The median time from diagnosis to the start of immunotherapy was 4.4 weeks (IQR, 3.8-5.6 weeks). The median number of cycles before surgery was 2 (IQR, 2-4 cycles). The median duration of immunotherapy was 12.3 weeks (IQR, 7.3-20.8 weeks). A total of 11 patients received adjuvant treatment (pembrolizumab = 5; chemotherapy = 6).

Safety

In the overall cohort, 19% of patients experienced grade 1/2 AEs, and 19% experienced grade 3 or greater AEs. Of the grade 3 or higher AEs, 14% were in the pembrolizumab arm and 30% were in the nivolumab/ipilimumab arm. Three patients discontinued treatment due to toxicity.

In this real-world setting, 64% of the 33 tumors analyzed achieved a major pathologic response, including 42% with a complete pathologic response. The pCR rate was notably higher in the combination arm (67%) compared to the monotherapy arm (33%).

In the current study, the pCR rate in the combination arm was 67%, which is consistent with previous studies, however, it was only 33% in the monotherapy arm.

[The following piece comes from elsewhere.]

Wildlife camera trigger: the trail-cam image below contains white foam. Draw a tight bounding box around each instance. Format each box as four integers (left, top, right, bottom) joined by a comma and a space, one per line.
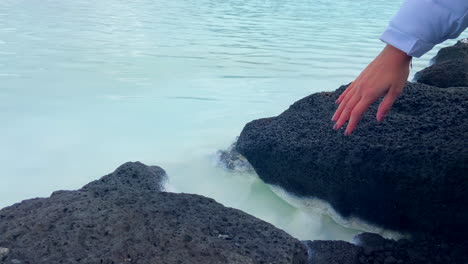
268, 185, 407, 240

The investigators wrote that, “These discrepancies underline the importance of comparing results obtained in clinical trials with those obtained in real-world cohorts, and suggest that monotherapy may be less effective than combination therapy.” Further, grade 3 or greater toxicity was higher than in published studies suggesting the need for caution when interpreting efficacy and safety data from clinical trials conducted on selected patients.

According to the investigators, this study provides the first real-world evidence on preoperative immune checkpoint inhibitors (ICIs) in patients with MSI/dMMR nonmetastatic colon cancer, offering valuable insights into prescribing practices and patient outcomes.

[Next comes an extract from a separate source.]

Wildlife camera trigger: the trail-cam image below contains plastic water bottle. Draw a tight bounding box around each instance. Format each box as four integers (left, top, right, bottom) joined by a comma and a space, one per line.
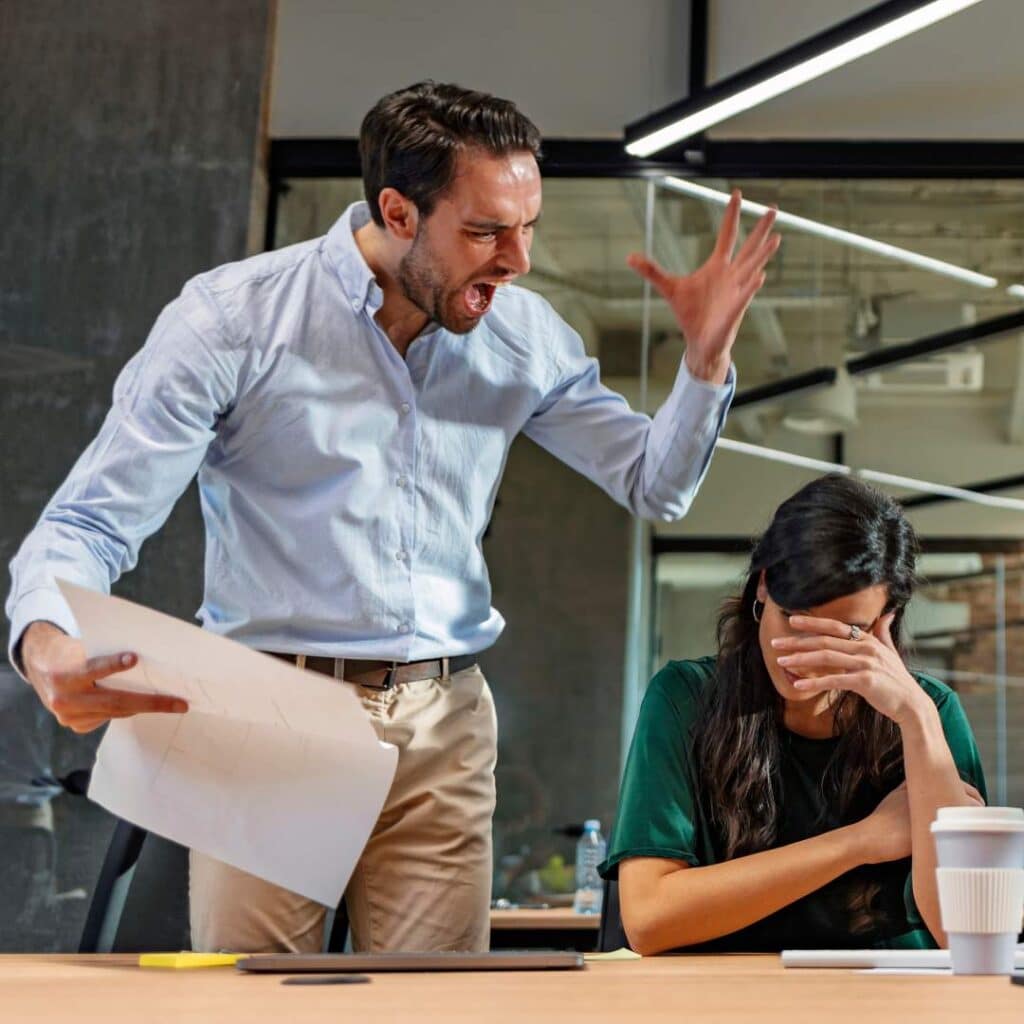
572, 818, 607, 913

The investigators reported lower pathologic response rates and more severe toxicities compared with previously published trials, highlighting the need for caution when applying this treatment in less-selected patient populations. These discrepancies may be attributed to several limitations of the study, including its retrospective design, small sample size, the absence of a central review of baseline CT scans, and the lack of standardized neoadjuvant protocols.

Nonetheless, the findings underscore the importance of developing more standardized patient selection criteria and preoperative treatment regimens to optimize the tolerability and efficacy of this emerging treatment.

REFERENCES:

1. Lemaire C, Boileve A, Manceau G, et al. Neoadjuvant immunotherapy for nonmetastatic dMMR/MSI colon cancer: a real-world retrospective AGEO study. ESMO Open. Published online July 31, 2025. doi:10.1016/j.esmoop.2025.105516

2. Chalabi M, Verschoor YL, Tan PB, et al. Neoadjuvant immunotherapy in locally advanced mismatch repair-deficient colon cancer. N Engl J Med. 2024;390(21):1949-1958.

3. Hu H, Kang L, Zhang J, et al. Neoadjuvant PD-1 blockade with toripalimab, with or without celecoxib, in mismatch repair-deficient or microsatellite instability-high, locally advanced, colorectal cancer (PICC): a single-centre, parallel-group, non-comparative, randomised, phase 2 trial. Lancet Gastroenterol Hepatol. 2022;7(1):38-48.